They're simpler in principle, since they're just handled by the processor without need for any configuration, aside from needing a system call handler to function. The SVC #imm instruction causes an exception, which stores the state onto stack and execution is transferred to the handler.
After an hour or so of mindless and both shameless copying since I don't have a good grasp on ARM assembly, I've inevitably come to the age old conclusion that it's never as simple as it ever seems. Since the processor just pushes the context information onto the stack, you need to recover the instruction pointer and grab the system call number from the instruction, which is fairly trivial since apparently ARM Thumb mode doesn't have that complicated instruction encoding, but one quickly comes to the conclusion it's better off writing the function in inline assembly, because otherwise you need to rely on the compiler not generating its own stack-frame and muddling your offsets.
__attribute__(( naked ))
DEFN_ISR_ROUTINE(isr_svc_call)
{
asm volatile
(
"tst lr, #4\n"
"ite eq\n"
"mrseq r0, msp\n"
"mrsne r0, psp\n"
"ldr r1, [r0, #24]\n"
"ldrh r2, [r1, #-2]\n"
"and r1, r2, #0xFF\n"
"push {lr}\n"
"mov r2, r0\n"
"mov r0, r1\n"
"mov r1, r2\n"
"bl isr_fwd_svc_call\n"
"pop {lr}\n"
"bx lr\n"
::: "memory"
);
}
There are four main stages of the assembly:
- Test to see if we're using the main system stack or a specific program stack: choose the correct one to forward
- Retrieve the instruction pointer and extract the immediate byte
- Save our link-register, prepare and pass the two parameters
(uin8_t svc_number, void* stack_frame)to pass intoisr_fwd_svc_call - Restore state, and tell the processor we're done, so that it can do its magic to get us back to the normal flow of execution
Upon observing lr, it seems to be a negative signed value 0xfffffff9 which upon researching is identified as EXC_RETURN, which tells the processor to perform a set of special operations instead of just outright placing execution back to lr, i.e. restoring the context from stack and using the stored lr.

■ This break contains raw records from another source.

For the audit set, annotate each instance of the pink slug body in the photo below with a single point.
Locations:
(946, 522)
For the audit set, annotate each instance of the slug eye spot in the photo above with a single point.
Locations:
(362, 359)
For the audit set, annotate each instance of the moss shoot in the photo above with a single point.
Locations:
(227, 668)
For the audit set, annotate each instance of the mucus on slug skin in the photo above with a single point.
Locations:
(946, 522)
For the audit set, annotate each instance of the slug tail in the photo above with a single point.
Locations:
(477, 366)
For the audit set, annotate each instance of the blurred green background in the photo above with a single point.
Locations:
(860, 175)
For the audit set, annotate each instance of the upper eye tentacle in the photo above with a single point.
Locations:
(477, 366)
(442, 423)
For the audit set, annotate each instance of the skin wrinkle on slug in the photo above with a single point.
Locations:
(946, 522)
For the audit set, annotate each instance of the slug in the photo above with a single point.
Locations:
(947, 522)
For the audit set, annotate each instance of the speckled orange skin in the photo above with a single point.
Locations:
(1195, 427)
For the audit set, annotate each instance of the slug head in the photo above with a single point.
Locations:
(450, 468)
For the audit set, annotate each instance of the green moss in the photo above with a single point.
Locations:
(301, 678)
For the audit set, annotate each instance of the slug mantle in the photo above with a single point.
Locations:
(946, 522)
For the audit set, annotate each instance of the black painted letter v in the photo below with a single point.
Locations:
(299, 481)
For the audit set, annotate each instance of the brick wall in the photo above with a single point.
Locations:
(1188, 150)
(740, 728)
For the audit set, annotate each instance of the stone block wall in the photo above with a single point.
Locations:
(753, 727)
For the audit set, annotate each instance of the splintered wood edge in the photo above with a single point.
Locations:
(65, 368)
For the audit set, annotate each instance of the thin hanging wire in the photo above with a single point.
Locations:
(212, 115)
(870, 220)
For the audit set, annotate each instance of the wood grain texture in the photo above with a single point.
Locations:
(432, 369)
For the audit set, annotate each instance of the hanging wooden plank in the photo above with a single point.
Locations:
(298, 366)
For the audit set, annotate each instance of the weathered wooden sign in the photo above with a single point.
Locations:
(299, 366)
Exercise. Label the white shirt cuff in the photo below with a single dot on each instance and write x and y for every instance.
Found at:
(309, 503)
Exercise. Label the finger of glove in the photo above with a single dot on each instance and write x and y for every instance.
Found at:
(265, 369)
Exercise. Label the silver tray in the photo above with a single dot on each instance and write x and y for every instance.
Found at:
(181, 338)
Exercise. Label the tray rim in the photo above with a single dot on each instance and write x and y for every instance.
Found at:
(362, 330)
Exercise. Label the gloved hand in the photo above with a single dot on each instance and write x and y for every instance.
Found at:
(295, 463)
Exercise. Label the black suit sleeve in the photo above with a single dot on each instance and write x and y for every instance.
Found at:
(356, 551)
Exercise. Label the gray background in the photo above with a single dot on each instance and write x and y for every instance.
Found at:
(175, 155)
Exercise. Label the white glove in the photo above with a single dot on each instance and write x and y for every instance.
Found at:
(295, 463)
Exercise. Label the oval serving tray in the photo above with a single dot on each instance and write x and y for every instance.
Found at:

And so, we can begin creating our own implementation of system calls which opens innumerable doors into how we can separate user-space from privileged-space, implement I/O, memory management, all the boring sounding stuff.
What's next?
In my former years I'd always enjoyed the idea of writing a fully integrated bootloader/kernel/user-space, but the idea doesn't quite ring out to me when working with MCUs, since they're a more ideal, standardised environment which doesn't feel like it would contribute to the crux of what OS development envelopes. On the other hand, and as unbelievable as it seems, I haven't even begun touching upon the complicated parts of embedded development. Experiencing the unique debugging experience and problems that come with working in a constrained environment is what sparks the joy in embedded development for myself. However, reading complex datasheets, reference manuals, and being limited by my physical access to components is certainly a unique experience which feels much more industrious than any issue I've had in software development.